The latest figures show a 27 per cent drop in newly diagnosed HIV cases between April, when PrEP became available on the PBS, and June.
Rates among MSM born overseas, however, rose 10 per cent across the first six months of this year compared to the same period last year, despite lower rates in the second quarter of 2018 versus recent quarters.
“We’re working with GPs and other clinicians to improve HIV awareness, and we’ll continue to target those who work in communities where overseas-born MSM might be seeking more information about HIV-prevention options, as well as testing and treatment,” said ASHM Director of Programs Scott McGill.
The report notes that two-thirds of newly diagnosed gay men and MSM in 2018 had not been tested in the past 12 months, with 44 per cent showing signs of late diagnosis.
ASHM CEO Alexis Apostolellis said the overall decline in HIV rates was evidence of the effective collaboration between community and health organisations, clinicians and government towards the goal of ending HIV.
“It’s fantastic to see a decline in new HIV diagnoses like this across NSW,” Apostolellis said.
“Since PrEP’s PBS listing earlier this year made it more available, we’ve been working with clinicians to improve their understanding of this highly effective HIV-prevention method, and to help them become more comfortable prescribing it in primary care.”

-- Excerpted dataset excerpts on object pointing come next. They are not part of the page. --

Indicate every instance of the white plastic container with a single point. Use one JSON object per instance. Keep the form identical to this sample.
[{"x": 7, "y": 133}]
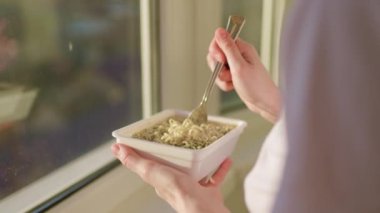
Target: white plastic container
[{"x": 197, "y": 163}]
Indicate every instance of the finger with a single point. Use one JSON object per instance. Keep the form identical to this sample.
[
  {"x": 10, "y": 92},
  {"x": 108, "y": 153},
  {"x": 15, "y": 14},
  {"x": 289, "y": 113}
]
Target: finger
[
  {"x": 218, "y": 177},
  {"x": 215, "y": 51},
  {"x": 133, "y": 161},
  {"x": 211, "y": 61},
  {"x": 248, "y": 51},
  {"x": 150, "y": 171},
  {"x": 224, "y": 85},
  {"x": 225, "y": 75},
  {"x": 229, "y": 48}
]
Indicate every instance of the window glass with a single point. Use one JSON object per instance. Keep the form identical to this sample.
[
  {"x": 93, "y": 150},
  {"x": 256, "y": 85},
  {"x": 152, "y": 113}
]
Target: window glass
[
  {"x": 69, "y": 75},
  {"x": 252, "y": 11}
]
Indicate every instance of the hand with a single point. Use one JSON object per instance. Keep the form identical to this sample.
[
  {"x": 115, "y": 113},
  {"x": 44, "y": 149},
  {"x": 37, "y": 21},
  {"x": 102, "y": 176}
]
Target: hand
[
  {"x": 8, "y": 47},
  {"x": 244, "y": 72},
  {"x": 177, "y": 188}
]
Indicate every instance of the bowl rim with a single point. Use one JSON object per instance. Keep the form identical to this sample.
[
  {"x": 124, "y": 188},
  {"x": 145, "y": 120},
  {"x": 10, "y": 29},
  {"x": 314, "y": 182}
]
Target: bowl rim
[{"x": 127, "y": 131}]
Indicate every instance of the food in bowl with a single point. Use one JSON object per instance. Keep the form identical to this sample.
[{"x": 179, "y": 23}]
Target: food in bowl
[
  {"x": 182, "y": 132},
  {"x": 198, "y": 163}
]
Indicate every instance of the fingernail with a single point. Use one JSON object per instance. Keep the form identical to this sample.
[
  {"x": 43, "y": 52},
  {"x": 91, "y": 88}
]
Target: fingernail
[
  {"x": 219, "y": 58},
  {"x": 223, "y": 34},
  {"x": 115, "y": 149}
]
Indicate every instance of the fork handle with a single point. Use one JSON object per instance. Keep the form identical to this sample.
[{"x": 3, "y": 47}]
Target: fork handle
[{"x": 234, "y": 26}]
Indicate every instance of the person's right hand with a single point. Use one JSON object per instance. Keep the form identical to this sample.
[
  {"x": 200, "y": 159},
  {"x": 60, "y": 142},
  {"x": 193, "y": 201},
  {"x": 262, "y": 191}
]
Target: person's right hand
[{"x": 244, "y": 72}]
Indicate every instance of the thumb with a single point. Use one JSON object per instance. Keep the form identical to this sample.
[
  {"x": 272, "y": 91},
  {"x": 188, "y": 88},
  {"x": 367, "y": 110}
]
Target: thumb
[{"x": 229, "y": 48}]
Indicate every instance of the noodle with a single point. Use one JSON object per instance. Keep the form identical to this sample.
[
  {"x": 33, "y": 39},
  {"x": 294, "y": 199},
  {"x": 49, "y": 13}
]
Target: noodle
[{"x": 182, "y": 132}]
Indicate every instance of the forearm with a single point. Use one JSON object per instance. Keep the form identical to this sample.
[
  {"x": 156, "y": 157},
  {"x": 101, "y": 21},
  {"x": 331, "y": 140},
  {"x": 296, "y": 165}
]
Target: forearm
[{"x": 269, "y": 104}]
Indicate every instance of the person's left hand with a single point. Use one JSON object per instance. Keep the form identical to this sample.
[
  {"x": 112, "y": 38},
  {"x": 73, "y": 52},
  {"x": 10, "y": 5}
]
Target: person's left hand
[{"x": 177, "y": 188}]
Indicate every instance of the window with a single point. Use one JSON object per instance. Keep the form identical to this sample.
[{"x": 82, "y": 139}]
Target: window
[{"x": 69, "y": 75}]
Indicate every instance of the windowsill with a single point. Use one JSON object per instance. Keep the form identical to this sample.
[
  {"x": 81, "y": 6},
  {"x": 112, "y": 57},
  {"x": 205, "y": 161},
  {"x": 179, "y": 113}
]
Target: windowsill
[
  {"x": 120, "y": 190},
  {"x": 57, "y": 181}
]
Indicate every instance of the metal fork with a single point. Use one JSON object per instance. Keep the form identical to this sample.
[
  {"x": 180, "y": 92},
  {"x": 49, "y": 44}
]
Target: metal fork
[{"x": 199, "y": 114}]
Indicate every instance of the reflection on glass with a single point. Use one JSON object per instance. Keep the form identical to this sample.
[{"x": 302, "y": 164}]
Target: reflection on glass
[
  {"x": 69, "y": 75},
  {"x": 252, "y": 11}
]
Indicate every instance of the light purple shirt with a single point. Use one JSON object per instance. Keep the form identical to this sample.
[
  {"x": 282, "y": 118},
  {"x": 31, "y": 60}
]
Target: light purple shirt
[{"x": 330, "y": 57}]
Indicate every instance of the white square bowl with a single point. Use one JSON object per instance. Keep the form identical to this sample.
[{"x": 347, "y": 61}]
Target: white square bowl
[{"x": 197, "y": 163}]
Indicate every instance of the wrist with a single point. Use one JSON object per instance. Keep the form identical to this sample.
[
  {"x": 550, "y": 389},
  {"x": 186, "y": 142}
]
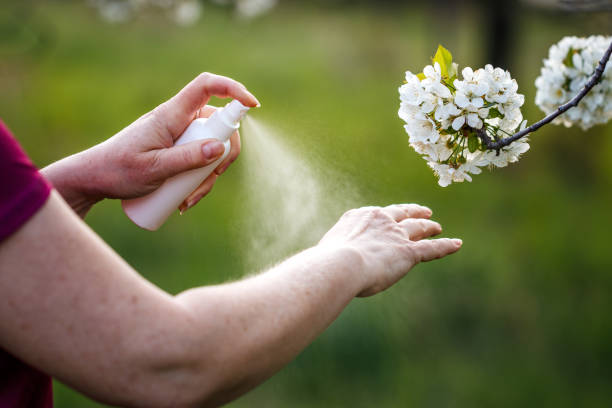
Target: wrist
[
  {"x": 349, "y": 264},
  {"x": 73, "y": 177}
]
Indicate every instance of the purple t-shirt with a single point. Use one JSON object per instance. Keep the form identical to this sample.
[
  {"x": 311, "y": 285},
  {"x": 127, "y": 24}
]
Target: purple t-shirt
[{"x": 22, "y": 192}]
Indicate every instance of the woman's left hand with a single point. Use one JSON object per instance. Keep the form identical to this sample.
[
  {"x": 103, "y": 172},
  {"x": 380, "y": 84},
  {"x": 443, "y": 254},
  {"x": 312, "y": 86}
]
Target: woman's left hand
[{"x": 142, "y": 156}]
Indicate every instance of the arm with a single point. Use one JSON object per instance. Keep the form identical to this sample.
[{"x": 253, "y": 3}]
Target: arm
[
  {"x": 138, "y": 159},
  {"x": 76, "y": 310}
]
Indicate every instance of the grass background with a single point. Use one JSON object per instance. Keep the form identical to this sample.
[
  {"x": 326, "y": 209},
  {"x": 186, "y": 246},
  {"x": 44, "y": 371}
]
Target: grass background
[{"x": 520, "y": 317}]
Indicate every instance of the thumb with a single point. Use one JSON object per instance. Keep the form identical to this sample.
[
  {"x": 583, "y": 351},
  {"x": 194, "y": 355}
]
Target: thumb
[{"x": 188, "y": 156}]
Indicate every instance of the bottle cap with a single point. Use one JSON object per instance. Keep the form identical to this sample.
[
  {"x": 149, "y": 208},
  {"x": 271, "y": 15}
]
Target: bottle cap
[{"x": 233, "y": 112}]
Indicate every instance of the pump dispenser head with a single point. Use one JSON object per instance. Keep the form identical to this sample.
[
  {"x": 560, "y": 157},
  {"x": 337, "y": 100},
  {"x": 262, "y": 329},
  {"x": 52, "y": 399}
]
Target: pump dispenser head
[{"x": 232, "y": 113}]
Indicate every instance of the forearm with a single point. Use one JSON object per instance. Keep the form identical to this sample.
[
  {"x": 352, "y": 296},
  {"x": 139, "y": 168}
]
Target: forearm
[
  {"x": 258, "y": 325},
  {"x": 74, "y": 178}
]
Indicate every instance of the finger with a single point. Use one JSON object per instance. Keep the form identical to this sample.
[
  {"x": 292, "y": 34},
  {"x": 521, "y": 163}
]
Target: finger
[
  {"x": 188, "y": 156},
  {"x": 428, "y": 250},
  {"x": 232, "y": 156},
  {"x": 419, "y": 228},
  {"x": 203, "y": 189},
  {"x": 180, "y": 109},
  {"x": 402, "y": 211}
]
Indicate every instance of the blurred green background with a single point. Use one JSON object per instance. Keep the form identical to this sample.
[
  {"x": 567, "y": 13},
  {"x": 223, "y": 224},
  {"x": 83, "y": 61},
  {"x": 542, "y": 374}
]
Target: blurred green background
[{"x": 519, "y": 317}]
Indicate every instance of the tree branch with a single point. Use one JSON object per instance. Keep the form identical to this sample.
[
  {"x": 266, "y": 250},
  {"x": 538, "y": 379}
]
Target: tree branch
[{"x": 595, "y": 78}]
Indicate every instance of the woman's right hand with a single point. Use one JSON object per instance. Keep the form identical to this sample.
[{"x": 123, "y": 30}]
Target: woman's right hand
[{"x": 388, "y": 242}]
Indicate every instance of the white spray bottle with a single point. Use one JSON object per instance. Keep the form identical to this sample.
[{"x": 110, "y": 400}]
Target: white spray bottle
[{"x": 151, "y": 211}]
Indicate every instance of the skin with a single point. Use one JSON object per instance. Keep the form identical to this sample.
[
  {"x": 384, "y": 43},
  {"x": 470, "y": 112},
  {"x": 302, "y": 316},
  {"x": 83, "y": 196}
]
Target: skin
[{"x": 73, "y": 308}]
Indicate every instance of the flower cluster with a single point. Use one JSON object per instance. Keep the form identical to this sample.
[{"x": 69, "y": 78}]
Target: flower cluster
[
  {"x": 570, "y": 64},
  {"x": 447, "y": 117}
]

“We need to get more GPs into HIV training, and we need to get more overseas-born MSM onto PrEP,” said McGill.
“The EPIC-NSW PrEP trial was a huge success, but now that it is ending we have to work with government and the wider sector to find new options for those at risk who can’t access PBS-subsidised PrEP, like personal importation.”
“For anyone using PrEP, it’s absolutely critical that we continue to support access to ongoing screening for STIs, as we’ve outlined in the national clinical guidelines on PrEP.”
ASHM earlier this year launched All Good, an online HIV resource available across 17 languages designed to focus on reducing transmission rates in culturally and linguistically diverse communities and among Aboriginal and Torres Strait Islander people.
NSW Health’s latest report affirms data presented in Kirby Institute research last year, showing that new diagnoses among MSM born in Asia rose to 58 per cent of cases among men born overseas and pointing to an overall rise in HIV rates in marginal communities.
A paper published in June noted that while rising PrEP has coincided with a decline in condom use, the incidence of other STIs remained roughly the same.
Last year’s quarterly HIV data showed that notification rates in NSW had dropped to their lowest since 1985.
The new figures also follow more studies confirming the effectiveness of treatment as prevention (TasP), with this year’s Opposites Attract study demonstrating that risk of transmission is effectively zero when an HIV-positive partner has an undetectable viral load (UVL).
“While we are seeing a reduction in HIV transmission rates among Australian-born gay men and men who have sex with men, we are not seeing this decline among people born overseas,” said ACON Acting CEO Karen Price.
“This means we must continue our efforts to engage overseas-born gay men and men who have sex with men in HIV prevention and education programs.”